WASHINGTON, D.C. -- Gallup's Economic Confidence Index averaged -17 in March, essentially the same as the -16 measured in January and February.
The index increased to -7 in May 2013, but then slowly declined. The average plummeted sharply to -35 in October amid the federal government shutdown, but gradually improved toward the end of 2013. Confidence has held steady since the beginning of 2014.
The March results are based on Gallup Daily tracking interviews with more than 15,000 U.S. adults. Gallup has been tracking Americans' confidence in the economy daily since 2008. In that time, the monthly index score has ranged from last May's high of -7 to a low of -60 in October 2008 during the economic recession.
The Gallup Economic Confidence Index is the average of two components: Americans' views on the current economic situation and their perceptions of whether the economy is getting better or worse. The theoretical high is 100, if all Americans were to say the economy is "excellent" or "good" and that it is getting better; the theoretical low is -100, if all Americans were to say the economy is "poor" and getting worse.
In March, 19% of Americans rated the economy as excellent or good, while 36% rated it as poor, for a current conditions score of -17, up slightly from last month's -18. Meanwhile, 39% of Americans said the economy is getting better, while 56% said it is getting worse, for an economic outlook score of -17, slightly more negative than the -15 found in February.
Upper-Income Americans Still More Confident Than Those Who Make Less
Americans who make $90,000 or more in annual household income tend to have more confidence in the economy than those who make less. Upper-income Americans had an index score of -7 in March, while middle- and lower-income Americans had an index score of -19.
Upper-income Americans had a positive index score in May through July of 2013, and almost crossed that threshold again at the start of 2014. However, their score has dropped each month since January, while middle- and lower-income Americans have had a lower, but steadier, score.
Younger Americans More Confident in the Economy Than Older Americans
Younger Americans, those aged 18 to 29, are consistently more confident in the economy than older Americans. The index score among 18- to 29-year-olds averaged -3 in March , compared with the -14 found for Americans aged 30 to 49, -23 for 50- to 64-year-olds, and -28 for Americans 65 and older.
Younger Americans are significantly more likely to be Democratic than older Americans, who are more likely to be Republican. Democrats overall have had a consistently more positive view of the economy since Barack Obama became president. These age differences reflect at least in part the powerful effect of politics on economic confidence.
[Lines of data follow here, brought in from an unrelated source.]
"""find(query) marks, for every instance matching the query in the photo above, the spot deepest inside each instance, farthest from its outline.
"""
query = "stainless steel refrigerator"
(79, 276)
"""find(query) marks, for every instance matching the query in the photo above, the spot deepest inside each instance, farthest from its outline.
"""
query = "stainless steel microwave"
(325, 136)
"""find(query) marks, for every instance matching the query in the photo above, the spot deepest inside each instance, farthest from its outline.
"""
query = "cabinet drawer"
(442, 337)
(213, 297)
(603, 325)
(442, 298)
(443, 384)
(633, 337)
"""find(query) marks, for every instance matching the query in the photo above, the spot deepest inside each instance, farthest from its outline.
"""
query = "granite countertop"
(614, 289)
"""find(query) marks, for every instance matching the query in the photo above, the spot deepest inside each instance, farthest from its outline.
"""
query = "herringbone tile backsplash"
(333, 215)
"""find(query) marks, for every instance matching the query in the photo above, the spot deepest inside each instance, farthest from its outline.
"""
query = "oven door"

Americans continue to be more negative than positive about the economy, and their level of confidence has not changed much in 2014 after the post-shutdown recovery in economic confidence in November and December. Still, Americans are more confident in the economy on a relative basis than at most other times since 2008.
As has been the case for the past couple of years, Americans' confidence reflects various mixed signals about the health of the overall economy. There are positive signs such as declining unemployment, growing GDP, and a recovering housing market. But some negative signs remain, such as relatively limited economic growth and an unemployment rate still higher than it was before the recession. Americans may need to see more consistently positive news before they are ready to give the economy a positive review overall.
Gallup.com reports results from these indexes in daily, weekly, and monthly averages and in Gallup.com stories. Complete trend data are always available to view and export in the following charts:
Daily: Employment, Economic Confidence, Job Creation, Consumer Spending
Weekly: Employment, Economic Confidence, Job Creation, Consumer Spending
Read more about Gallup's economic measures.
View our economic release schedule.
Results for this Gallup poll are based on telephone interviews conducted March 1-31, 2014, on the Gallup Daily tracking survey, with a random sample of 15,166 adults, aged 18 and older, living in all 50 U.S. states and the District of Columbia.
For results based on the total sample of national adults, the margin of sampling error is ±1 percentage point at the 95% confidence level.
Interviews are conducted with respondents on landline telephones and cellular phones, with interviews conducted in Spanish for respondents who are primarily Spanish-speaking. Each sample of national adults includes a minimum quota of 50% cellphone respondents and 50% landline respondents, with additional minimum quotas by time zone within region. Landline and cellular telephone numbers are selected using random-digit-dial methods. Landline respondents are chosen at random within each household on the basis of which member had the most recent birthday.
Samples are weighted to correct for unequal selection probability, nonresponse, and double coverage of landline and cell users in the two sampling frames. They are also weighted to match the national demographics of gender, age, race, Hispanic ethnicity, education, region, population density, and phone status (cellphone only/landline only/both, and cellphone mostly). Demographic weighting targets are based on the most recent Current Population Survey figures for the aged 18 and older U.S. population. Phone status targets are based on the most recent National Health Interview Survey. Population density targets are based on the most recent U.S. census. All reported margins of sampling error include the computed design effects for weighting.
In addition to sampling error, question wording and practical difficulties in conducting surveys can introduce error or bias into the findings of public opinion polls.